Rodríguez descreveu a proposta como um gesto inspirado no "espírito de Chávez", que pregava igualdade, inclusão, equidade e justiça social para setores excluídos pelas elites políticas. "Que seja uma lei que sirva para curar as feridas que o confronto político deixou, da violência ao extremismo. Que sirva para restabelecer a justiça em nosso país e para restabelecer a convivência entre venezuelanos e venezuelanas", acrescentou a presidente interina. A lei, no entanto, não beneficiará condenados por homicídio, tráfico de drogas, corrupção ou violações graves aos direitos humanos, limitando seu escopo a presos por motivos políticos.
O anúncio ocorre em um contexto de instabilidade. Delcy Rodríguez assumiu o cargo em 3 de janeiro, após o sequestro do presidente Nicolás Maduro pelas Forças Armadas dos Estados Unidos. Maduro permanece preso no país norte-americano. Apesar disso, Rodríguez mantém diálogo com o governo de Donald Trump, relatando conversas "produtivas" por telefone para estabelecer relações bilaterais.

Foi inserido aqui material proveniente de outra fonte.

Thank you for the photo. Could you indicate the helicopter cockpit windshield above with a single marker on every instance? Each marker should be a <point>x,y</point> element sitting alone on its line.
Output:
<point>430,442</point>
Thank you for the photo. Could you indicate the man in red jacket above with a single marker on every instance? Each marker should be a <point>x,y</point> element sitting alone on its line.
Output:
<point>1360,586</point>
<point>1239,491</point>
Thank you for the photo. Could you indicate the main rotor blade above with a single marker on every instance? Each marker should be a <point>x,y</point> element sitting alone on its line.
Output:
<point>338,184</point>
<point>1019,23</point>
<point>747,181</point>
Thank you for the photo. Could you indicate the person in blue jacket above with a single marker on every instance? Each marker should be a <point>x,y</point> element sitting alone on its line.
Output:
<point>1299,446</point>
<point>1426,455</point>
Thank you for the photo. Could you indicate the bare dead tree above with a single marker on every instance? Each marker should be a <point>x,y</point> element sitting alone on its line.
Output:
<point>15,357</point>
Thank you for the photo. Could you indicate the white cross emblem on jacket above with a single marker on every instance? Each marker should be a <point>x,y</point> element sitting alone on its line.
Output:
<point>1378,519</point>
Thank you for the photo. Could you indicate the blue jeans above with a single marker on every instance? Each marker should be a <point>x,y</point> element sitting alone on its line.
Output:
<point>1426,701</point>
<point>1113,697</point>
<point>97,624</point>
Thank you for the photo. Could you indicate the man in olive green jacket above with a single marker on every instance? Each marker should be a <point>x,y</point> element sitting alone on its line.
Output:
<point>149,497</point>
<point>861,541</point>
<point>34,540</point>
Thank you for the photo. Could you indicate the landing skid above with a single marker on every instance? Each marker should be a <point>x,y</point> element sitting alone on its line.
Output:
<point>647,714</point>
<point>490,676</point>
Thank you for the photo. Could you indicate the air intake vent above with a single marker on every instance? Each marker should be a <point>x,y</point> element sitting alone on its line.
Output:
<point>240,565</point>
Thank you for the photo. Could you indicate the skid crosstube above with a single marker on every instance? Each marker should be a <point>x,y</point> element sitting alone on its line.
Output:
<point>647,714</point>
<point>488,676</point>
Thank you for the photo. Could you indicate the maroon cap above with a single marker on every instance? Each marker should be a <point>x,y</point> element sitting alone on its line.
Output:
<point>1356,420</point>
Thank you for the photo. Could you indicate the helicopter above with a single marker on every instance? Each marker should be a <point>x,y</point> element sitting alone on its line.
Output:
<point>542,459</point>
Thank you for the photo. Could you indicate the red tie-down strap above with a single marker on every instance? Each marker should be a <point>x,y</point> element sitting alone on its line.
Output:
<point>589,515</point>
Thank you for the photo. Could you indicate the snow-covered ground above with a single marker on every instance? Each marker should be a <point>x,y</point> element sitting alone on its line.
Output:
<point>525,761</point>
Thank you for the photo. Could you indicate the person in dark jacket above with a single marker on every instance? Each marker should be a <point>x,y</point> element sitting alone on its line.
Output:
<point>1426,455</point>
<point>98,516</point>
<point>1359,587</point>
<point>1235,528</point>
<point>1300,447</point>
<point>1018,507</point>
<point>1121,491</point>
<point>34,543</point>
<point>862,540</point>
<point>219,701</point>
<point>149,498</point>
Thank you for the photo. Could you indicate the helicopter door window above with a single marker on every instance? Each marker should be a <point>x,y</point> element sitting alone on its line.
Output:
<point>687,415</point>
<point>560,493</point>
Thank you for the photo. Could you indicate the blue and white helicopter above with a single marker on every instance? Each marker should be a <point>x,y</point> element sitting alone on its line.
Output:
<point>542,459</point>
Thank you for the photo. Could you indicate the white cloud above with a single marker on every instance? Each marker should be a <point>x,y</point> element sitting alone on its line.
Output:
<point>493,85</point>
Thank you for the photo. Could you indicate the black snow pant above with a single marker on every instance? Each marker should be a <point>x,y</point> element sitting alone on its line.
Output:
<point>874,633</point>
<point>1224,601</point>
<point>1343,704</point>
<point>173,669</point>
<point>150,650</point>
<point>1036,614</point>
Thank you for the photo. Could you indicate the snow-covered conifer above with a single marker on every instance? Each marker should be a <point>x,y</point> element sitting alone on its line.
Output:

Nesta semana, ela também anunciou a criação de um plano de defesa nacional, afirmando que a Venezuela está aberta ao diálogo, mas não a novas agressões.
Analistas veem a proposta de anistia como uma tentativa de Rodríguez de consolidar apoio interno e projetar imagem de reconciliação, em meio a pressões internacionais e divisões domésticas. A Assembleia Nacional, controlada por aliados do chavismo, deve analisar o texto em breve. O gesto pode aliviar tensões com opositores, mas enfrenta ceticismo de setores que cobram punição por abusos passados.